Chronique de la haine ordinaire
La maternité en attente de nouveaux locaux est vétuste. Juste deux salles de naissance et un bloc opératoire. Pas de salle de garde. Le bureau des sages-femmes se résume au dessus d'un antique chariot au blanc piqueté de rouille servant à faire les "soins". Entre deux tournées de chambre, il est remisé à côté des spéculums en métal qui trempent dans le liquide de désinfection.
Pas de néonatalogie, évidemment ; juste un incubateur, dans la seule salle de naissance disposant des branchements nécessaires.
Ladite salle est occupée par une jeune femme noire qui vient de mettre au monde son premier enfant.
Dans la couveuse, derrière elle, ce n’est pas son bébé que l’on surveille mais celui né un peu plus tôt dans la salle voisine.
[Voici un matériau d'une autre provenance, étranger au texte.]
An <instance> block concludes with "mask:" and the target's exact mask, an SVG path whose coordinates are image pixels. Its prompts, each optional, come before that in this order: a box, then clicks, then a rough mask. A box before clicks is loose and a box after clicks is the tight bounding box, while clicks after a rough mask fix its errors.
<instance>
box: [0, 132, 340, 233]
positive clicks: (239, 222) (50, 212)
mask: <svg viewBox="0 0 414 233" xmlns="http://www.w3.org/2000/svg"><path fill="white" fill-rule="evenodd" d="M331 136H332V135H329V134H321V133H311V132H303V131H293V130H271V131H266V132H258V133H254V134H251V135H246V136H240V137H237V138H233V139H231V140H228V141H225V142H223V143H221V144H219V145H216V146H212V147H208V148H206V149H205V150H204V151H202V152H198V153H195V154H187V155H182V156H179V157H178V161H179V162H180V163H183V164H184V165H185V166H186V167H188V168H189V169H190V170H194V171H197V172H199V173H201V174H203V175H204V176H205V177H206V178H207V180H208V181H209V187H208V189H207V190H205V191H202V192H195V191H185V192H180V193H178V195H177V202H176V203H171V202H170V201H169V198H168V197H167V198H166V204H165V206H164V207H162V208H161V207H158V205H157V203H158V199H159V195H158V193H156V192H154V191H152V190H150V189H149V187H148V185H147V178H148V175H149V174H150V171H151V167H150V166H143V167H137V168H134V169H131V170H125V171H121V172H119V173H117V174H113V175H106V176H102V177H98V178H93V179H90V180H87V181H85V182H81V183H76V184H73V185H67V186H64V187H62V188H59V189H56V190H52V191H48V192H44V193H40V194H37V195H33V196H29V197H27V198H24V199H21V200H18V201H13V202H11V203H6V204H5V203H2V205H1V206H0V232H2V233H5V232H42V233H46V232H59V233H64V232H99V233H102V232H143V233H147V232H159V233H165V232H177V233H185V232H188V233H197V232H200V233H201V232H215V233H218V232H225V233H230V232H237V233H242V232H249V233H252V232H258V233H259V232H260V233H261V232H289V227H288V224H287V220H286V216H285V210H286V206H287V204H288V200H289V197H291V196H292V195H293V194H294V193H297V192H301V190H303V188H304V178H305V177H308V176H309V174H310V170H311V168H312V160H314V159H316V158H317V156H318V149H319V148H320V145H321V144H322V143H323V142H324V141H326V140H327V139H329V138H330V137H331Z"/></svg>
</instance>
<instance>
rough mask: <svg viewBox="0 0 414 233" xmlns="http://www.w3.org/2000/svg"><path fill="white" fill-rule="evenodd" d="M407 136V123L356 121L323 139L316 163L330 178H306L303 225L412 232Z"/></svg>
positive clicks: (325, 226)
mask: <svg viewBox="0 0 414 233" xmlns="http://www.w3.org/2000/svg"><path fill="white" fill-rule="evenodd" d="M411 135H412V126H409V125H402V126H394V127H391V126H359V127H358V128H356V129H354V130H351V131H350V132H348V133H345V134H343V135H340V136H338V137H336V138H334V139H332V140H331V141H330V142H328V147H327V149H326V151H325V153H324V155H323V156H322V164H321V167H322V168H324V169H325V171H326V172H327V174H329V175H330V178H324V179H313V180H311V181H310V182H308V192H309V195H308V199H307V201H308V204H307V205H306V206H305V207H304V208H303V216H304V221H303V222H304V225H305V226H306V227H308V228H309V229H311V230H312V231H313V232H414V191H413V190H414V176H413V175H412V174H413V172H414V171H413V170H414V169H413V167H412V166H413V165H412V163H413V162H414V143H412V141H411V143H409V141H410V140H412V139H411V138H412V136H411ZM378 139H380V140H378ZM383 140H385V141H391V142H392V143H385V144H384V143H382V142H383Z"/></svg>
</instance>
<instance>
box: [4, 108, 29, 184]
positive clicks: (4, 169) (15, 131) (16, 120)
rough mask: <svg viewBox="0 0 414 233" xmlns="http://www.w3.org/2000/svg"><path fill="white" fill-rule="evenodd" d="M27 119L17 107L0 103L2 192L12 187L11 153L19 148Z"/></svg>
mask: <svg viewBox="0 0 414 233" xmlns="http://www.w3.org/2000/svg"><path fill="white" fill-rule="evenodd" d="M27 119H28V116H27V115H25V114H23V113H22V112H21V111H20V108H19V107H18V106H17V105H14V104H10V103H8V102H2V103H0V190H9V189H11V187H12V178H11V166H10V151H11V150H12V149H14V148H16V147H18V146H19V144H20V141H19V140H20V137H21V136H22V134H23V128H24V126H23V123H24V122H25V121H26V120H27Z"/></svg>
Il va bien.
Evidemment, il aurait été plus simple d'inverser les salles de naissance mais la nécessité de recours à la couveuse ne s'est révélée qu'à la fin de l'accouchement, bien trop tard pour déménager tout le monde.
Le papa du bébé mis en surveillance vient d'arriver. Il n'a pas assisté à la naissance et souhaite voir son enfant. Rien de plus légitime...
Dans la salle où nous surveillons son bébé, la jeune femme vient d' accoucher ; impossible de la ramener dans sa chambre tout de suite. Je viens donc lui demander l’autorisation de faire entrer le père. Elle accepte avec chaleur, s'excusant presque d'occuper les lieux.
La salle est rapidement rangée. La maman réinstallée, recouverte d'un drap. Son petit tête paisiblement. Je peux inviter l’homme à entrer.
En franchissant la porte, il jette un œil à la jeune accouchée qui l’accueille en souriant. Sans la saluer, il s’approche de la couveuse, contemple un instant son enfant puis lance de façon suffisamment distincte pour que personne dans la salle ne puisse douter des paroles prononcées "J’espère qu’elle ne va pas déteindre sur lui ".
Je l’ai viré.
Tout rapport avec les débats actuels ne serait que pure intention.